Opinion
Case No. 2D14-5977
01-17-2018
Howard L. Dimmig, II, Public Defender, and Maureen E. Surber, Assistant Public Defender, Bartow, for Appellant. Pamela Jo Bondi, Attorney General, Tallahassee, for Appellee.
NOT FINAL UNTIL TIME EXPIRES TO FILE REHEARING MOTION AND, IF FILED, DETERMINED Appeal from the Circuit Court for Charlotte County; Amy R. Hawthorne, Judge. Howard L. Dimmig, II, Public Defender, and Maureen E. Surber, Assistant Public Defender, Bartow, for Appellant. Pamela Jo Bondi, Attorney General, Tallahassee, for Appellee. LaROSE, Chief Judge.
In this Anders appeal, Norris Hubbard, Jr., seeks review of his judgment and sentences for possession and sale of cocaine. We have jurisdiction. See Fla. R. App. P. 9.140(b)(1)(A), (F). The trial court sentenced Mr. Hubbard to concurrent terms of fifteen years' imprisonment on the sale and five years' imprisonment for the possession. The trial court designated him a habitual felony offender (HFO) for both offenses. We affirm because our independent review of the record has not uncovered any preserved errors warranting reversal.
The HFO designation for Mr. Hubbard's possession offense is improper. Under section 775.084(1)(a)(3), Florida Statutes (2013), a defendant is subject to enhanced HFO sentencing when "[t]he felony for which the defendant is to be sentenced . . . is not a violation of [section] 893.13 relating to the . . . possession of a controlled substance." See also Coleman v. State, 927 So. 2d 1048, 1048 (Fla. 2d DCA 2006) ("Section 775.084(1)(a)(3) . . . precludes sentencing a defendant as a habitual felony offender for violating section 893.13 relating to purchase or possession of a controlled substance."); Virgil v. State, 884 So. 2d 373, 373-74 (Fla. 2d DCA 2004) (holding that a defendant may not be sentenced as a HFO for the offense of possession of a controlled substance); Roberts v. State, 753 So. 2d 136, 137 (Fla. 2d DCA 2000) ("Only drug offenses relating to the purchase or the possession of controlled substances are exempt from habitualization; defendants sentenced for offenses relating to the sale of narcotics do not enjoy the benefit of this statutory exemption.").

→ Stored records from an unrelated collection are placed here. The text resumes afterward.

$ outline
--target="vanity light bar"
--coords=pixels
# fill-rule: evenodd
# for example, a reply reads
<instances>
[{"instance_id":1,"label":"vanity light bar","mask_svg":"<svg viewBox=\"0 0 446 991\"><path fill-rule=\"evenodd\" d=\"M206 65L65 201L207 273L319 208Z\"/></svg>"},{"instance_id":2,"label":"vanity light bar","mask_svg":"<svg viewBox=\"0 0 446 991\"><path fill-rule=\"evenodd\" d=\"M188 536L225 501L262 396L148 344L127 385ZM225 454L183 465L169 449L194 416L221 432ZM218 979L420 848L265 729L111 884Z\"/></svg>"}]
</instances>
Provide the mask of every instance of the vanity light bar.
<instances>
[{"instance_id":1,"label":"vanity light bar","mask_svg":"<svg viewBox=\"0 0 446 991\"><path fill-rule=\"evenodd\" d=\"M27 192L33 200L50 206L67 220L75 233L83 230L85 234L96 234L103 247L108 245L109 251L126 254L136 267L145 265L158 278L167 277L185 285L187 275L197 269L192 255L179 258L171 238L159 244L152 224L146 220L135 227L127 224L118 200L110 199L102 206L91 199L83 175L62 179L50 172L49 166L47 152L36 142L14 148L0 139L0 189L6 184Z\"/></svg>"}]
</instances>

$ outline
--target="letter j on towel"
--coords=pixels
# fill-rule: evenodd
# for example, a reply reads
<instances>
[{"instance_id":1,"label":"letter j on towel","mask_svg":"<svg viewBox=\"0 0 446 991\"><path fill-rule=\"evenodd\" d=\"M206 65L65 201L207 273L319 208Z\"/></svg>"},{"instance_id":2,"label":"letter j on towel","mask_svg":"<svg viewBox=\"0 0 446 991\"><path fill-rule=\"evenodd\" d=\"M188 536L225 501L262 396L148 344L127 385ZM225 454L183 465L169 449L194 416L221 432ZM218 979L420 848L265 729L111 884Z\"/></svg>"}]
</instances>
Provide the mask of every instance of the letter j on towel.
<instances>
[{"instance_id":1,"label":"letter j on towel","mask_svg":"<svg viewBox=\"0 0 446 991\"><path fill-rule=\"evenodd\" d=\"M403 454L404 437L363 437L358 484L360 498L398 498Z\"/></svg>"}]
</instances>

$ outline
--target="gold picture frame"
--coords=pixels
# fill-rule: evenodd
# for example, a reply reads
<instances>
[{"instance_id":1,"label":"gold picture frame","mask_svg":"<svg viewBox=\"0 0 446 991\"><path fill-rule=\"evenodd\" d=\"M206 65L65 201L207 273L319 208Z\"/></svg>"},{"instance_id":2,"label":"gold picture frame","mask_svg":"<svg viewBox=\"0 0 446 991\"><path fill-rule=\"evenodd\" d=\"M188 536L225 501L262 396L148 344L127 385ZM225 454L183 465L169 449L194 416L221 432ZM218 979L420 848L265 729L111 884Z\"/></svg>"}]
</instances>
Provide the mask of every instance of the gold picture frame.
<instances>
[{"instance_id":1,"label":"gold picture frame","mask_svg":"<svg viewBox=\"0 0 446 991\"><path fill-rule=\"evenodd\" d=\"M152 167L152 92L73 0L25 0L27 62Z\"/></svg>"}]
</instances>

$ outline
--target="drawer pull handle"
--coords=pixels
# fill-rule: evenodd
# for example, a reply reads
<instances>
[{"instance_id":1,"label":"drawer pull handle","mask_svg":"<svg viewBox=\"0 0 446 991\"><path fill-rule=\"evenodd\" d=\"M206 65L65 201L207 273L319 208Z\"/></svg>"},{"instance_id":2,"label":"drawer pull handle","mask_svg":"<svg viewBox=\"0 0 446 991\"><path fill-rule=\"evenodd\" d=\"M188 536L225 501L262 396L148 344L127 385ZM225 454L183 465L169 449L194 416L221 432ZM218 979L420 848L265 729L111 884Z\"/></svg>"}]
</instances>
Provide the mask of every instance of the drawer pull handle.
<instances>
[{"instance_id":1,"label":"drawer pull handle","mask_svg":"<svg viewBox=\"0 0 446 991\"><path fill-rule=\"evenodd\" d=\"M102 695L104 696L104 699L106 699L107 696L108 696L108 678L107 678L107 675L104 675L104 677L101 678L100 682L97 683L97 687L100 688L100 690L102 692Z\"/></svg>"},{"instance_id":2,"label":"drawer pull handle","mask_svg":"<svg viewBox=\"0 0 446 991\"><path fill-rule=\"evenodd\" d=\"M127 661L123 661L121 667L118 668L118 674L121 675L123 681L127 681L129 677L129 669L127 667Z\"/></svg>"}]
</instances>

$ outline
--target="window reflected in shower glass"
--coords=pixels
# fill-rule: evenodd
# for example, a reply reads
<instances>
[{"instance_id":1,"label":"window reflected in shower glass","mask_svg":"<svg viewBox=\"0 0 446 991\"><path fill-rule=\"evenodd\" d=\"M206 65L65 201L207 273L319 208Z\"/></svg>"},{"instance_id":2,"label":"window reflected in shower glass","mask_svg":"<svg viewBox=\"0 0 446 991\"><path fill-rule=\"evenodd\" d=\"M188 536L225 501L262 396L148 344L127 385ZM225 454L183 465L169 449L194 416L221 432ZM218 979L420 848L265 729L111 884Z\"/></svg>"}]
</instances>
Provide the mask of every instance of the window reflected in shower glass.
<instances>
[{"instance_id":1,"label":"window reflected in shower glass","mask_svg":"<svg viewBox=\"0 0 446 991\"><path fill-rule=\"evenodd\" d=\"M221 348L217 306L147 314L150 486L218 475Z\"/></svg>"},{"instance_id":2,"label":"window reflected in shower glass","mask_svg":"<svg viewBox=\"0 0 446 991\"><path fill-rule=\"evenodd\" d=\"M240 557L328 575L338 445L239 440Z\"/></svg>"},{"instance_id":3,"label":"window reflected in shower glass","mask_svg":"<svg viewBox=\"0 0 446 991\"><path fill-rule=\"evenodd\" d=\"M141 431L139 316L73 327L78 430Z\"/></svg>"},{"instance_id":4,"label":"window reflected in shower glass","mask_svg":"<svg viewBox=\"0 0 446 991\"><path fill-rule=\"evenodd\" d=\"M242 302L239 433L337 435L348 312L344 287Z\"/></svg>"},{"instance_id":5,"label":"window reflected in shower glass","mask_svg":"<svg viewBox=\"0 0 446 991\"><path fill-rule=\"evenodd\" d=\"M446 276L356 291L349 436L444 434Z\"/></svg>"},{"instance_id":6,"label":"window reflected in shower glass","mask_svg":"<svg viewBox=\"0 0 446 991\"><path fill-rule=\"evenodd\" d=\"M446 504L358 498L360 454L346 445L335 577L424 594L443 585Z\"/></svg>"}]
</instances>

However, the record reflects an absence of objection from trial counsel during sentencing. Furthermore, Anders counsel failed to either correct the error or preserve it for our review via a motion to correct sentencing error under Florida Rule of Criminal Procedure 3.800(b). See Woodard v. State, 6 So. 3d 726, 727 (Fla. 2d DCA 2009) ("Woodard did not preserve this issue for appellate review because she did not object or file a motion to correct sentence pursuant to Florida Rule of [Criminal] Procedure 3.800(b)."); Young v. State, 988 So. 2d 1128, 1129 (Fla. 2d DCA 2008) ("However, we may not address this sentencing error on direct appeal because Mr. Young did not preserve this issue for appellate review by objecting during the sentencing hearing or by filing a motion in accordance with Florida Rule of Criminal Procedure 3.800(b).").
Therefore, although we affirm Mr. Hubbard's judgment and sentences, we do so without prejudice to his right to file an appropriate postconviction motion addressing his sentence on the possession count. See Lyons v. State, 148 So. 3d 127, 127 (Fla. 2d DCA 2014) (affirming unpreserved sentencing error without prejudice to appellant's right to file appropriate postconviction motion).
Affirmed. LUCAS and BADALAMENTI, JJ., Concur.
Anders v. California, 386 U.S. 738 (1967).